L'Association marocaine des droits humains (AMDH) a appelé samedi à l'ouverture d'une enquête indépendante afin de faire «toute la lumière» sur les causes de l'afflux inédit de migrants survenu entre la ville marocaine de Fnideq et l'enclave espagnole de Ceuta.
Des dizaines de milliers de migrants, majoritairement de jeunes Marocains, ont rejoint illégalement ces derniers jours l'enclave espagnole de Ceuta, dans le nord du Maroc, après la propagation d'une rumeur annonçant l'ouverture de la frontière, avant d'être renvoyés au Maroc pour la «quasi-totalité» des 60.000 personnes ayant franchi la frontière, selon les autorités espagnoles.

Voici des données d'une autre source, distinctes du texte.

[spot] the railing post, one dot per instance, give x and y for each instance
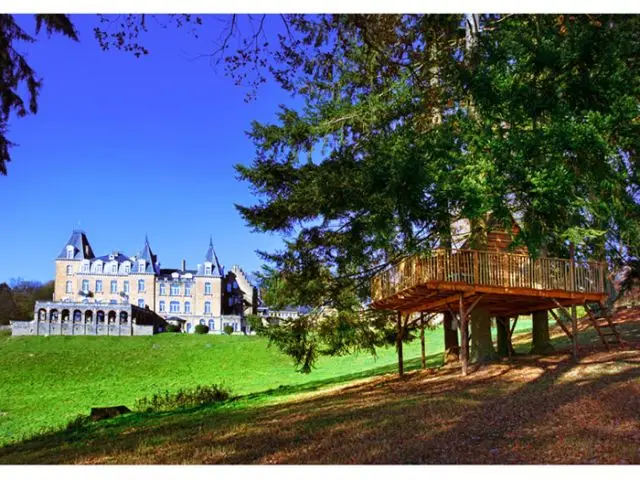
(476, 268)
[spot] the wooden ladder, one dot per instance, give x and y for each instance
(607, 331)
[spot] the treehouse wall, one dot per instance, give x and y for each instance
(498, 238)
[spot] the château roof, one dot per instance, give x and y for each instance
(150, 258)
(82, 248)
(211, 257)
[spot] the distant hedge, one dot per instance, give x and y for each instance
(202, 329)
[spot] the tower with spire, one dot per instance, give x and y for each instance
(208, 280)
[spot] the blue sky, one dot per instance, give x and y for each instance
(127, 147)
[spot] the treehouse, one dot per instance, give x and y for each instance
(505, 282)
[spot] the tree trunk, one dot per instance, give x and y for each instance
(505, 348)
(464, 338)
(399, 345)
(422, 345)
(451, 345)
(541, 343)
(481, 344)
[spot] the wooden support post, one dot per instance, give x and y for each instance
(574, 315)
(559, 322)
(574, 331)
(515, 322)
(509, 332)
(422, 345)
(399, 344)
(464, 337)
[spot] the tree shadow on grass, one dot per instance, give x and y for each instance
(529, 410)
(508, 413)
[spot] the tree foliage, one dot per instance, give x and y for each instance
(405, 123)
(25, 293)
(18, 75)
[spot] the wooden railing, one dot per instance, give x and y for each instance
(485, 268)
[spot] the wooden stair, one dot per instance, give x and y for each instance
(602, 322)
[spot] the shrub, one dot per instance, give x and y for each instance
(183, 398)
(255, 322)
(202, 329)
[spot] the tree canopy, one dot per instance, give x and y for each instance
(408, 123)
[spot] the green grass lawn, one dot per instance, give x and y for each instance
(49, 381)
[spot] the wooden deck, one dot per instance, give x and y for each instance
(506, 283)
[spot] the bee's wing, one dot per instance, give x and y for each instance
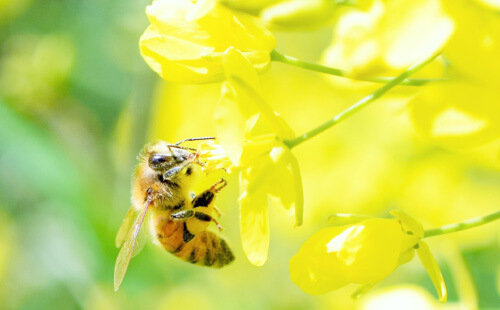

Ces mouvements ont provoqué des scènes de chaos et fait au moins 67 morts, selon les autorités espagnoles.
L'AMDH, qui fait état de «près de 130 victimes» ainsi que de dizaines de disparus, a appelé dans un communiqué à «ouvrir une enquête sérieuse et indépendante afin de faire toute la lumière sur les circonstances et les causes ayant conduit aux récentes vagues d'exode, et établir les responsabilités».
L'association condamne également «le silence inquiétant des responsables et des institutions» marocaines, qui n'ont toujours pas réagi publiquement à la crise, estimant que ce mutisme a contribué à l'ampleur de l'afflux de personnes cherchant à émigrer.
Une source proche du milieu associatif a déclaré à l'AFP que «la façon dont les choses se sont passées» laissait penser que ces arrivées massives à la frontière n'avaient pas pu se produire sans «l'accord des autorités» marocaines.
L'ONG tient l'État marocain «pleinement responsable» de la situation ayant conduit à cet afflux, alimenté selon elle par «la colère populaire face à l'échec des politiques» publiques dans un pays marqué par de fortes inégalités et un taux de chômage élevé.
L'association a également dénoncé «la montée des discours d'extrême droite (...) qui incitent à la haine contre les migrants et les présentent comme une menace existentielle pour les sociétés occidentales».
Les images de la crise à Ceuta ont conduit de nombreux responsables de droite et d'extrême droite en Europe et aux États-Unis à réclamer un renforcement du contrôle des frontières.
L'AMDH, organisation d'extrême gauche anticolonialiste, a en outre appelé à «inscrire la revendication de la restitution» des deux enclaves espagnoles de Ceuta et Melilla «à l'ordre du jour politique» marocain et à considérer cette revendication comme relevant «du processus de décolonisation».